No, not really. I even did a few, but it was mostly pretty standard shit. Though, one of the tattooers who worked there told me the town was full of kids walking around with sleeves just full of GWYG tattoos. Because they were cheap, way cheaper than the minimum shop rate, which was like 80 bucks. I know that a lot of the tattooers were getting irritated because it was funny at first, but then these cheap skate kids had 30 of these little tiny tattoos that they had to draw and do all this work. So the shine of the whole thing had kind of worn off.
So when did you start doing it here?
When we opened the second Okey Doke, I had always wanted to do GWYG tattoos, but originally, the idea we had was a huge sheet of flash with tiny designs on it. Each one was going to have a number and you would roll three dice, and the corresponding number would go with the piece of flash. Then the idea evolved into using a vending machine. So we got it and filled it up with designs, and we were fuckin' ready to go from there.
How was it received here?
When we first started because we thought no one would go for it we charged $60. We thought maybe we would sell a couple because the idea was too crazy. But it was super fucking popular like every minute of our day. In the schedule, anything that wasn't booked with tattoos, [saw us] doing $60 GWYG tattoos. I was doing like six or seven a day in between all of our tattoos.
So what were some of the drawings you guys were doing?
First we just picked a lot of stock standard stuff just so we could fill the machine, just shit that was off old sailor flash: roses, dagger hearts, and shit. But then later, as we got kind of bored with it, we had more fun. Like we did a lady 69-ing with a donkey, there were four of those in there.
Do you have any that stand out as your favorites?
There was lots of cool shit in there, things that were funny or just kind of entertained us. Eric [Newstead] put a design in there, and it said, "An Inch Will Do In A Pinch," and it was a picture of an inchworm wearing a sombrero. That one was awesome. All the dumbest shit you could think of.
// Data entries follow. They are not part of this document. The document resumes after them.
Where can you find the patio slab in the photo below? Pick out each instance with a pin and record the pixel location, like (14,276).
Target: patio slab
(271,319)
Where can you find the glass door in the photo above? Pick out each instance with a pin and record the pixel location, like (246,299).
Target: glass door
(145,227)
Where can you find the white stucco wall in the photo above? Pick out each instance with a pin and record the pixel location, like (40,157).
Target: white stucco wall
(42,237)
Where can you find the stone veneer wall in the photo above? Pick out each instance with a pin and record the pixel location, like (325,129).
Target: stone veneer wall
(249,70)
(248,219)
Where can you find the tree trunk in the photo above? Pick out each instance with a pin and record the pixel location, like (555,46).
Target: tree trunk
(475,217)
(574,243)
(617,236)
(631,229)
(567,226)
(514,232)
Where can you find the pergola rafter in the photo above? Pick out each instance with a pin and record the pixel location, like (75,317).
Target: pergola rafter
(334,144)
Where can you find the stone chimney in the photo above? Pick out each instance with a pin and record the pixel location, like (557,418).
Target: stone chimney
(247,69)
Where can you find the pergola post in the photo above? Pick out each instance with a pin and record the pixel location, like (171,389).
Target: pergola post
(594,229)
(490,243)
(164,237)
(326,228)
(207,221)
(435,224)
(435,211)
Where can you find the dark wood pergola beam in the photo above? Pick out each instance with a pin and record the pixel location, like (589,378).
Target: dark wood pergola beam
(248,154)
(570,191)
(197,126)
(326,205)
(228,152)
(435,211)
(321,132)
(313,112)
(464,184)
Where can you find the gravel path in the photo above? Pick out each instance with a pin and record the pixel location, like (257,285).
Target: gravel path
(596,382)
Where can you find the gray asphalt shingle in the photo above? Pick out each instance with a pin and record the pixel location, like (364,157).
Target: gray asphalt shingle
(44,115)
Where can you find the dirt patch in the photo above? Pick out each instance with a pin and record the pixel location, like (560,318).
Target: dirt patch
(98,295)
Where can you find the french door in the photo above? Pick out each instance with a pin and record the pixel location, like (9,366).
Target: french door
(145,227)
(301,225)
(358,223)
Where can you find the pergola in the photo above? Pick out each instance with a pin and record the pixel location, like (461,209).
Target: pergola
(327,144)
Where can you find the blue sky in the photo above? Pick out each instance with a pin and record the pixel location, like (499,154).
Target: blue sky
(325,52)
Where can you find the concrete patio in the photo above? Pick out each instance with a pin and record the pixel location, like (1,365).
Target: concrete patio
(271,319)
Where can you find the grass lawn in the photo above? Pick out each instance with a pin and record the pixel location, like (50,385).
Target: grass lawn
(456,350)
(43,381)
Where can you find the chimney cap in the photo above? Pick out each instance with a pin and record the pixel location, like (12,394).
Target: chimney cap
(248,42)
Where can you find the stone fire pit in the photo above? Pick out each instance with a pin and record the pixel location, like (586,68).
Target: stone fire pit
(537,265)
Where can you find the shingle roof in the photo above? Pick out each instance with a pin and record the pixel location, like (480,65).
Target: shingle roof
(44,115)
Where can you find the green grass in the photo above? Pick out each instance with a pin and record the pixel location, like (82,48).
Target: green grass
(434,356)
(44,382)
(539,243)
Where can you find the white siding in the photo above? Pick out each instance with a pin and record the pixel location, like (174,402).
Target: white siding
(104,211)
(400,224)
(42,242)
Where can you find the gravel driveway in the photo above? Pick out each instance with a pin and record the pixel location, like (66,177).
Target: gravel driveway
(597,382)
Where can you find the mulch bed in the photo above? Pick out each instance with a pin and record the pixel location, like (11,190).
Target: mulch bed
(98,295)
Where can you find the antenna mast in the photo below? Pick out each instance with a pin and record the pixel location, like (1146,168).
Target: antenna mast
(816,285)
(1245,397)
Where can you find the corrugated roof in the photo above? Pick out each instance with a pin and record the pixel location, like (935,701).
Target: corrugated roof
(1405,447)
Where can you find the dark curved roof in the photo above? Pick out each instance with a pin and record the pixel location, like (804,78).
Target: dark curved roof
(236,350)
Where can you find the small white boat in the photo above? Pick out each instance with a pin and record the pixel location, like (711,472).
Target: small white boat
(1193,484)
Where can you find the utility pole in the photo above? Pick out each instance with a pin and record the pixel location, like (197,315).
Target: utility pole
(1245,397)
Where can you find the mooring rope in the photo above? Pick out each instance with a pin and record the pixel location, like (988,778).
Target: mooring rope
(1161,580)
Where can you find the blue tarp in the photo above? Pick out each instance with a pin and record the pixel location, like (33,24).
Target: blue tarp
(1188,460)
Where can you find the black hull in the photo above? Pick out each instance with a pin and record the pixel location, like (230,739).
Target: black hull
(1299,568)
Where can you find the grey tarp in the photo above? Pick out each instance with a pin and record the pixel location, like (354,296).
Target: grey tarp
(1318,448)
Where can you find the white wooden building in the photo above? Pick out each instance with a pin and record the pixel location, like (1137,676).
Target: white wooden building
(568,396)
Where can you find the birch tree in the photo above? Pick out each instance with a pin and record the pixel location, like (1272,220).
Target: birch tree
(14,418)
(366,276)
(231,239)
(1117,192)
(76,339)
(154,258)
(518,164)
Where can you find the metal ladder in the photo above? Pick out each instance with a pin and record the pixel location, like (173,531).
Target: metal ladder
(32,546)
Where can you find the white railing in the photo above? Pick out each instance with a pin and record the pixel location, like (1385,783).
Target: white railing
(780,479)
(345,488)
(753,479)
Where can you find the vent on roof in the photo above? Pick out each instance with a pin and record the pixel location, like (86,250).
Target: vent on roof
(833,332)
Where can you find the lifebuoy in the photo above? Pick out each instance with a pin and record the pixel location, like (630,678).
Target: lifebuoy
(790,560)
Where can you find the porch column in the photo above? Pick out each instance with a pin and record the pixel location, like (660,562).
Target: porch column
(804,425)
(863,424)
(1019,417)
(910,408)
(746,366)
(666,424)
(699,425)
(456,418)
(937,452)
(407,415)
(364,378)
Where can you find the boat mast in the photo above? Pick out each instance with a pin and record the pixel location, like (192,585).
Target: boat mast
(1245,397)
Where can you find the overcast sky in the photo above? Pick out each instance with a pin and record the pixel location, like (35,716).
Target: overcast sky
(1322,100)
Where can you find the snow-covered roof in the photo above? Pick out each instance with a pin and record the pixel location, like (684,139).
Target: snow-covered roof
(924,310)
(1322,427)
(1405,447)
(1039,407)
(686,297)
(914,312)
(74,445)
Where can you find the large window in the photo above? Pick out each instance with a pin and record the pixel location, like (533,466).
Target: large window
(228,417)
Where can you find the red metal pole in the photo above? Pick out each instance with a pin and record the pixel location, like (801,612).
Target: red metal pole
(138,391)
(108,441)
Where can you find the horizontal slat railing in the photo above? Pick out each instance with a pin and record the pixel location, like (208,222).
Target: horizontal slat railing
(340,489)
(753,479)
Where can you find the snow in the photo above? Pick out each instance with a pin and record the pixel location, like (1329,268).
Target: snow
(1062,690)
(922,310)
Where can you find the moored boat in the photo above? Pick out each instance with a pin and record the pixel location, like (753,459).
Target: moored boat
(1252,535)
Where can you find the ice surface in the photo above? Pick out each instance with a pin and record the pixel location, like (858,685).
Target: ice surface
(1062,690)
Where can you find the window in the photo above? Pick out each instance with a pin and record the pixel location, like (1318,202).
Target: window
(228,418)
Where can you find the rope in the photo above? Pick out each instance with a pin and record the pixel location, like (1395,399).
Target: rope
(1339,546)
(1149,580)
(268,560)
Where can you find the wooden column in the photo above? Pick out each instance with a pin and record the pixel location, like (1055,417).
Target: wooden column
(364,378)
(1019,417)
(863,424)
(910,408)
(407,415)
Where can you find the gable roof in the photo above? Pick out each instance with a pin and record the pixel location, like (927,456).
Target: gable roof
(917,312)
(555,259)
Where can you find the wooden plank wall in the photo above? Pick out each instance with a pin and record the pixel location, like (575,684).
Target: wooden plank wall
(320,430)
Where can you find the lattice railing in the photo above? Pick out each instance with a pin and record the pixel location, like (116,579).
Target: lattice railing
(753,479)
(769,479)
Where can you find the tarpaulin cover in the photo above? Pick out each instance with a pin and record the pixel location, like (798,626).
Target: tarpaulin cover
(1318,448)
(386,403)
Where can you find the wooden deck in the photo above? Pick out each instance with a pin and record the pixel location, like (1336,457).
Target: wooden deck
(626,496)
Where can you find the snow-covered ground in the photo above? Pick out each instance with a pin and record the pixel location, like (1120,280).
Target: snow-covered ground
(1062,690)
All of my favorite ones that didn't survive the fire were all memes like the Dat Boi Frog or the "You Mad Bro" face—those were awesome
I feel like there was the trend of tombstones around then?
We did a bunch of those, but that's still going strong.
I just remember there was one that said "who cares," and another tombstone that just said "you."
Haha yeah, totally! That one was good!
Has anyone ever turned down a design?
Like one or two people, and we've done hundreds of them.
Do you remember what they turned down?
Really pedestrian stuff: They wanted one thing specifically and they didn't get it, so they were bummed. I remember one time I did a rabbit on someone, like a really cute bunny, and the dude went through with it, but you could tell he was super bummed. I was like, Man there are so many worse things in there you could have gotten.
Let's talk about the new shop. You mentioned the fire that happened next door to the old Okey Doke.
Now we've opened The Okey Doke 3 at Dundas and Ossington here in Toronto mostly because we wanted to be closer to KFC so I could get my daily fix of Zingers.
Are there any plans to bring back the Get What You Get either with a new machine or the dice plan?
We'll bring it back for sure because it was so popular. We literally did hundreds and hundreds of those things. I feel like the last time someone tried to make an educated guess, it was for sure we'd done over 300 of them. What was cool about it in this post-reality TV show world, where everyone felt like their tattoos had to be super meaningful, is that I really liked the GWYG tattoos because it obviously can't be meaningful, but it can still be fun. Like, fuck your tragic story and your grandpa's initials, get this "You Mad Bro?" face or a woman 69-ing a donkey because that shit's fun.
Or even just a cute rabbit…
Yeah, daggers for sweet ladies and cute bunnies for gangsters…cuz like how else are you going to get those tattoos?